At the end of our last installment, we had just experienced our first checkpoint bribe, as we traveled from Itigi to Mbeya. As we drove south we went from red-dirt lowlands to alpine terrain and passed through the highest point in Tanzania served by trunk roads – though obviously not the highest point in Tanzania overall.
The route took us up and over the mountains. It was very pretty and green; some call this area “The Scotland of Africa.” Along the way we saw a huge road-building crew from China – from what I have heard, China is building a lot of infrastructure in Africa – this route could definitely use an improved road.
Not too far after the high point the view opened out onto the valley and we saw Mbeya spread before us. Even from a distance we could see that it was the largest city we had seen since Kampala. It was a dizzying but exhilarating descent down to the valley floor and into town.
Mbeya sits at the confluence of the trade routes from Zambia and Malawi, so there’s a lot of bustle. We stopped in town only long enough to check Lonely Planet (Mbeya is large enough to be listed in Lonely Planet, unlike Itigi or Biharumalo) and secure our lodging for the night – the Utengule Coffee Lodge, which is situated on a working coffee plantation. With its large rooms, swimming pool and full meal service it was a step up from the Upendo. It was nice to have a sit-down dinner and a drink. And breakfast.

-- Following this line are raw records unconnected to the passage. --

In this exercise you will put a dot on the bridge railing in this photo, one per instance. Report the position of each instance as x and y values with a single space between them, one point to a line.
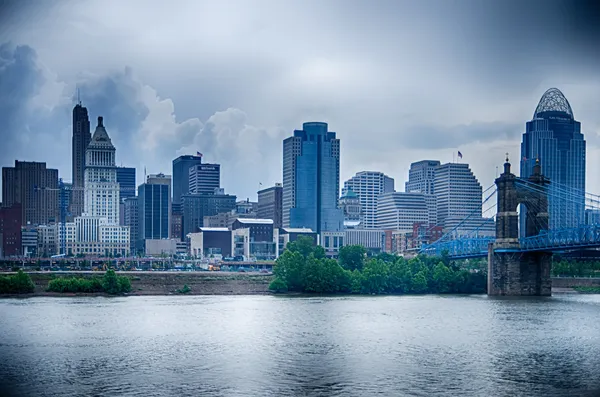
580 237
460 248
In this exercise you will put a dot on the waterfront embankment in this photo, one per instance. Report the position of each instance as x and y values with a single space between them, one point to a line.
221 283
169 283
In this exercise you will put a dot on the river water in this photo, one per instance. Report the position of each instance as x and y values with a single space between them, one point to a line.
299 346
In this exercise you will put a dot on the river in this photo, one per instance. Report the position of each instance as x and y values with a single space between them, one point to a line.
300 346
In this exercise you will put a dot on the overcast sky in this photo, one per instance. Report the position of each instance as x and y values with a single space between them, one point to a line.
399 81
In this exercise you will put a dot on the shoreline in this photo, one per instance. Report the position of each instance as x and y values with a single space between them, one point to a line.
45 294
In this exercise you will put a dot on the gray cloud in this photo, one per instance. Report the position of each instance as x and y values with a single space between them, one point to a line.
397 81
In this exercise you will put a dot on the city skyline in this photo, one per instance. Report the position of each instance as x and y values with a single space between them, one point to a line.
156 118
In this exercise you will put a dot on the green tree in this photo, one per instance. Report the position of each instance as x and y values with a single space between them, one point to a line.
352 257
110 282
443 278
400 277
278 285
419 283
125 284
289 268
357 281
375 277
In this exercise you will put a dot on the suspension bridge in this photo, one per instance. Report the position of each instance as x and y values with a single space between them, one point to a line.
520 251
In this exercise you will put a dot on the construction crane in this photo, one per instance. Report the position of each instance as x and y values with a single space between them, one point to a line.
64 201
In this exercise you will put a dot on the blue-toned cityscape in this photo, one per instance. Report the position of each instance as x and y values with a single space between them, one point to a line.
188 215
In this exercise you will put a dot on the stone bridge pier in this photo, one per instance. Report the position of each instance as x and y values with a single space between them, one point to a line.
510 270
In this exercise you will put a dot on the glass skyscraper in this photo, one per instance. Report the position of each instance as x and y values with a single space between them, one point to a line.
554 136
311 179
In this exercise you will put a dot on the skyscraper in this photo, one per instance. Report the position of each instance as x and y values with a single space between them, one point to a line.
154 198
181 176
80 141
311 179
421 177
204 178
270 202
368 185
33 186
126 179
458 193
101 187
554 136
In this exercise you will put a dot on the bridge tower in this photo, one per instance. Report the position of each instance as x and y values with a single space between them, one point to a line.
510 270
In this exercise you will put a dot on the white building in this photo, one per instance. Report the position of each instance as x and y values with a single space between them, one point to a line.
97 230
371 239
458 193
398 211
368 185
421 177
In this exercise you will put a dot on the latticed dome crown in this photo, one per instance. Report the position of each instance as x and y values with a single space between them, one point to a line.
553 100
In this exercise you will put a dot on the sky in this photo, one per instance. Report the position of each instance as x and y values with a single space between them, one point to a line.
398 81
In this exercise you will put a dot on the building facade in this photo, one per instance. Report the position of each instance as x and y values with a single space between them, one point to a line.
10 231
204 178
153 211
35 188
398 211
97 231
350 205
126 180
80 140
368 185
458 194
554 137
197 206
421 177
311 179
131 220
181 176
270 204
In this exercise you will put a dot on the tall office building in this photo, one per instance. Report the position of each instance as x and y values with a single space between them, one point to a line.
399 211
458 193
196 206
421 177
97 230
79 143
270 204
181 176
33 186
101 187
554 136
311 179
126 180
154 199
131 220
204 178
368 185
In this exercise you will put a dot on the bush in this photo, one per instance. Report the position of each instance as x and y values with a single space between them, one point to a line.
19 283
110 283
278 285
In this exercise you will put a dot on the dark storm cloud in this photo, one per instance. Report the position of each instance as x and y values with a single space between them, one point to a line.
20 80
114 96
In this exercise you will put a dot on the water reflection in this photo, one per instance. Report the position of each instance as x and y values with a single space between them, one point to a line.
249 346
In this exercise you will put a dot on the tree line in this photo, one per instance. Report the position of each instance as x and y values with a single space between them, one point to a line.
304 267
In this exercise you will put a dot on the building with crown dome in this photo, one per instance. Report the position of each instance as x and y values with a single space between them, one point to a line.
554 137
97 231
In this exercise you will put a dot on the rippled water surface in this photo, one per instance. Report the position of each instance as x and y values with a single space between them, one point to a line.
281 346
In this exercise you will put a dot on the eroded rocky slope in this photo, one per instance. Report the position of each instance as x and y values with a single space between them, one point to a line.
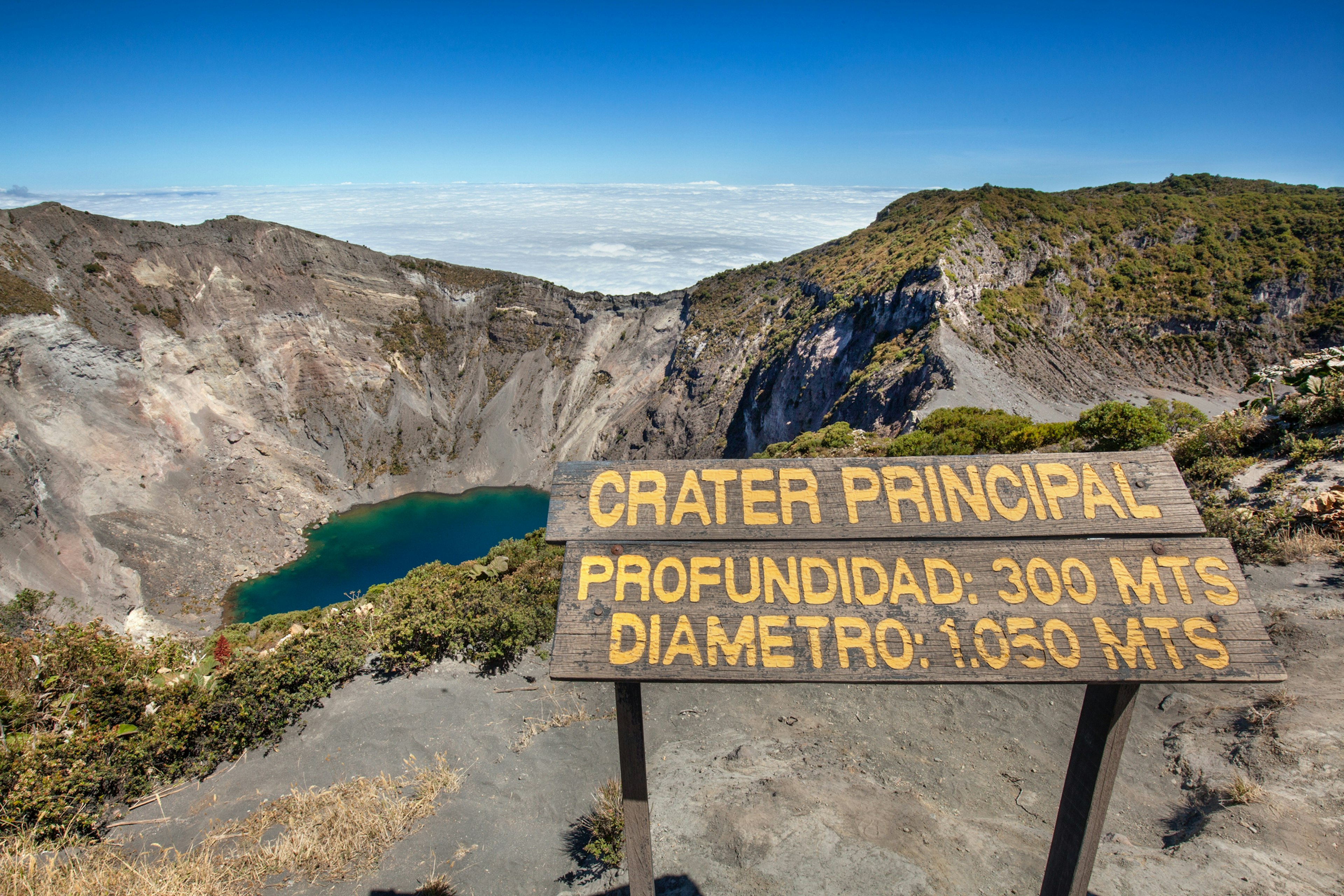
181 402
201 394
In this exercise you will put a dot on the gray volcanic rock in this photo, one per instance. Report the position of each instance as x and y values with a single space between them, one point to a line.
202 394
839 789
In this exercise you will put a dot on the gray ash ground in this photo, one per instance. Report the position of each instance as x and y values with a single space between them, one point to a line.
823 789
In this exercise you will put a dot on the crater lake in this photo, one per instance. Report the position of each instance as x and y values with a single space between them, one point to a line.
376 543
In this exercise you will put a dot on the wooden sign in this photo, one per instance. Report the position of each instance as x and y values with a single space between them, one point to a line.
956 570
909 612
910 498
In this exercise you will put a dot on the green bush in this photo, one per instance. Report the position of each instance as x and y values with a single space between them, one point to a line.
1120 426
920 442
990 429
440 612
25 610
1227 436
836 436
93 721
959 430
1326 407
1040 436
1176 415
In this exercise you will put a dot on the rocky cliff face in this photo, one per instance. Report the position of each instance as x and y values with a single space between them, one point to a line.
181 402
1041 304
201 394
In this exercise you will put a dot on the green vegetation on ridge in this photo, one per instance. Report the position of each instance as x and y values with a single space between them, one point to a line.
91 718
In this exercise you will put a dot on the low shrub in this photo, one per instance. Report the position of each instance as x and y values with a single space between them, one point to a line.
1324 407
92 718
25 610
1038 436
1176 415
1120 426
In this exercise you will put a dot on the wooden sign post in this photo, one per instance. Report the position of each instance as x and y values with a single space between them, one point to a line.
953 570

After a pleasant evening in the dining room, we turned in early (again). We wanted to have some time to enjoy our journey so we agreed we would leave later the next day – our primary goal was to get through the Malawi border crossing before it closed. We had agreed that if we had to spend a night or two in the truck we would just suck it up and deal with it, but neither of us wanted to.

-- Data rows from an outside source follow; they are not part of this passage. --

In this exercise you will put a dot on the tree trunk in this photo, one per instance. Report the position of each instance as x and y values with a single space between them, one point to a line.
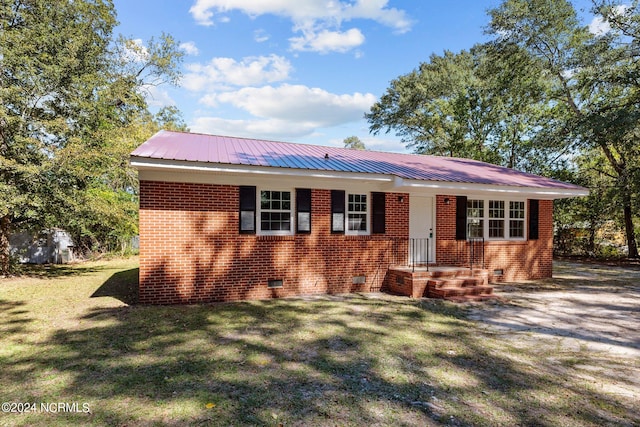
5 253
628 226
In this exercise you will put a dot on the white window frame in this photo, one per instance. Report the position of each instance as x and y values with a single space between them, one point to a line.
348 212
506 219
523 220
291 211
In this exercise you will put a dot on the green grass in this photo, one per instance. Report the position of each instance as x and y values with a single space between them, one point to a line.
71 336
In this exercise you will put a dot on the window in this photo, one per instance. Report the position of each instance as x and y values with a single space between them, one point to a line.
475 221
516 220
247 197
275 212
357 213
496 219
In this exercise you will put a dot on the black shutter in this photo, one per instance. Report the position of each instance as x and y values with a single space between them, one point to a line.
337 211
247 210
303 210
461 218
378 213
534 216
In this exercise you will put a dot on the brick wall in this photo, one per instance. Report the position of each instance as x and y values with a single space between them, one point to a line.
191 251
519 260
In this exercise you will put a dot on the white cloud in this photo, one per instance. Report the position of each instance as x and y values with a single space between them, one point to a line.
599 26
224 72
135 50
252 128
328 41
261 36
190 48
286 111
319 21
387 145
157 97
300 104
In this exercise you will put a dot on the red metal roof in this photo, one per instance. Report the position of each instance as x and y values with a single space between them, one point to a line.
191 147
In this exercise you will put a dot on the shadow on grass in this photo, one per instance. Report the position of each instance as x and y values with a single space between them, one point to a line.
122 285
336 360
53 271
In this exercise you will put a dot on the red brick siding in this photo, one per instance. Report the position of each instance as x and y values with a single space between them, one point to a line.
519 260
191 250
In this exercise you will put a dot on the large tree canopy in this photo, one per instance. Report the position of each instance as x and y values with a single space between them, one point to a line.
67 87
545 95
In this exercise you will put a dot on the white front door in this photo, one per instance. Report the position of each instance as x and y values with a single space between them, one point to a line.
421 228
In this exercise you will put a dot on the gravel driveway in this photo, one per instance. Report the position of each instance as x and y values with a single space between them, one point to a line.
587 314
586 307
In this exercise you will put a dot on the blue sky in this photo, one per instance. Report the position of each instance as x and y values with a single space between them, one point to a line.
298 70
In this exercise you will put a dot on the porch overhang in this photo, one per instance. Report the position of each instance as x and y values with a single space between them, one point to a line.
463 188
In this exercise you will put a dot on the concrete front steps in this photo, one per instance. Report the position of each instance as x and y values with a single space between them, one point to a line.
451 283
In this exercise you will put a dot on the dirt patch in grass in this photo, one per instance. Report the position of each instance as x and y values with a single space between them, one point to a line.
369 359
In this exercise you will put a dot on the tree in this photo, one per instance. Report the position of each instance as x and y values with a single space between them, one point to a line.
354 143
594 89
485 103
66 87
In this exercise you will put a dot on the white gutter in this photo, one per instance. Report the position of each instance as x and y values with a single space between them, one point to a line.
177 165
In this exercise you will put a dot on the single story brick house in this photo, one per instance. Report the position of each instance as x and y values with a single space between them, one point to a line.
224 218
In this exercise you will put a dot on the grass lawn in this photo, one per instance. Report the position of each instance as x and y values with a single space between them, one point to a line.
68 335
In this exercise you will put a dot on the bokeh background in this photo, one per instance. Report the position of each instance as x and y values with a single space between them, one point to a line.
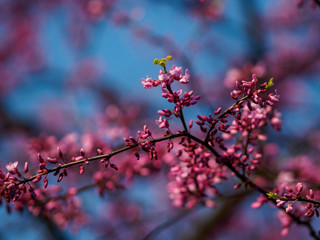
66 66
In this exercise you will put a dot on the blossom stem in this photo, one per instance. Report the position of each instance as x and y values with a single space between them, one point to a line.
108 155
228 110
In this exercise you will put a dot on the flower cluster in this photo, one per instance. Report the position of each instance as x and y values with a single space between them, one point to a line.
195 177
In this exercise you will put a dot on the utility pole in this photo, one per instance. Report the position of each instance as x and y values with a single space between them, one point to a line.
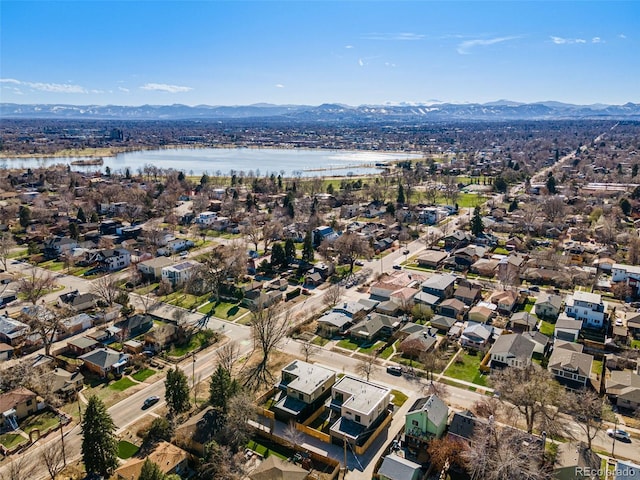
64 456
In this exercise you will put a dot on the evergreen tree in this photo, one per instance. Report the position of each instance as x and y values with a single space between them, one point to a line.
477 227
150 471
551 184
289 249
25 216
307 248
401 199
278 257
82 217
177 391
222 388
99 444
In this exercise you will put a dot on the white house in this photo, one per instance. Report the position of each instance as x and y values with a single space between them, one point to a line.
630 274
180 273
586 307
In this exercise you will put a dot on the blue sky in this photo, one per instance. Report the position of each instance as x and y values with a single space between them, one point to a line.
305 52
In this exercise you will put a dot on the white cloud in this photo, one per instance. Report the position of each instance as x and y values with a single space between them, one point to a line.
569 41
465 47
403 36
163 87
47 87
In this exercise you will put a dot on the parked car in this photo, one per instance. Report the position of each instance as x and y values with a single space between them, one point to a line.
149 401
619 434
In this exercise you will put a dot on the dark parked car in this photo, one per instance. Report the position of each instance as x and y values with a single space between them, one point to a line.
149 401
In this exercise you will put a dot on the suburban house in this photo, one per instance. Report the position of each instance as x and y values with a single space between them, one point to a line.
512 350
442 323
548 305
567 329
81 345
15 405
134 326
476 336
362 406
306 386
432 259
395 467
468 295
481 313
623 389
152 269
522 322
12 332
169 458
586 307
340 318
180 273
506 300
452 307
104 360
114 259
570 366
427 419
440 285
629 274
374 326
463 426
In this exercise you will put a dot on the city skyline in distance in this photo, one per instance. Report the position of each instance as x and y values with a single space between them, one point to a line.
311 53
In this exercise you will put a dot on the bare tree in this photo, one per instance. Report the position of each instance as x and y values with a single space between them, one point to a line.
36 285
333 295
7 244
588 410
532 390
106 289
308 349
366 366
269 325
227 355
52 456
505 454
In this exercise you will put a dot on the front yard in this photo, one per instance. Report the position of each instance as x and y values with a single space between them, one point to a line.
465 367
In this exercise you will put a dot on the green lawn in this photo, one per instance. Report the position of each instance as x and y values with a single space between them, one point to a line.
467 369
348 344
126 449
371 348
142 375
398 398
43 422
122 384
10 440
387 352
320 341
224 310
194 343
547 328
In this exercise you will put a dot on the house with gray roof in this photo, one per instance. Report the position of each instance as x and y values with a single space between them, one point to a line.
427 419
570 368
512 350
395 467
305 386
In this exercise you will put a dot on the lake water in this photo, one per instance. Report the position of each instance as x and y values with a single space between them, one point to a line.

Per my new Africa schedule, I was up with the sun. K joined me for breakfast and a nice conversation with the manager of the place, who had driven to Blantyre many times and was able to give us some advice about travel times and things to see along the way.
After that I used the rest of my morning to explore the coffee plantation.
On the way back to the lodge I met up with a group of schoolgirls who were very cute, but were very eager to practice their English phrases “Give us the money” and “give us the camera.” I declined to do either, so they had to settle for a friendly wave.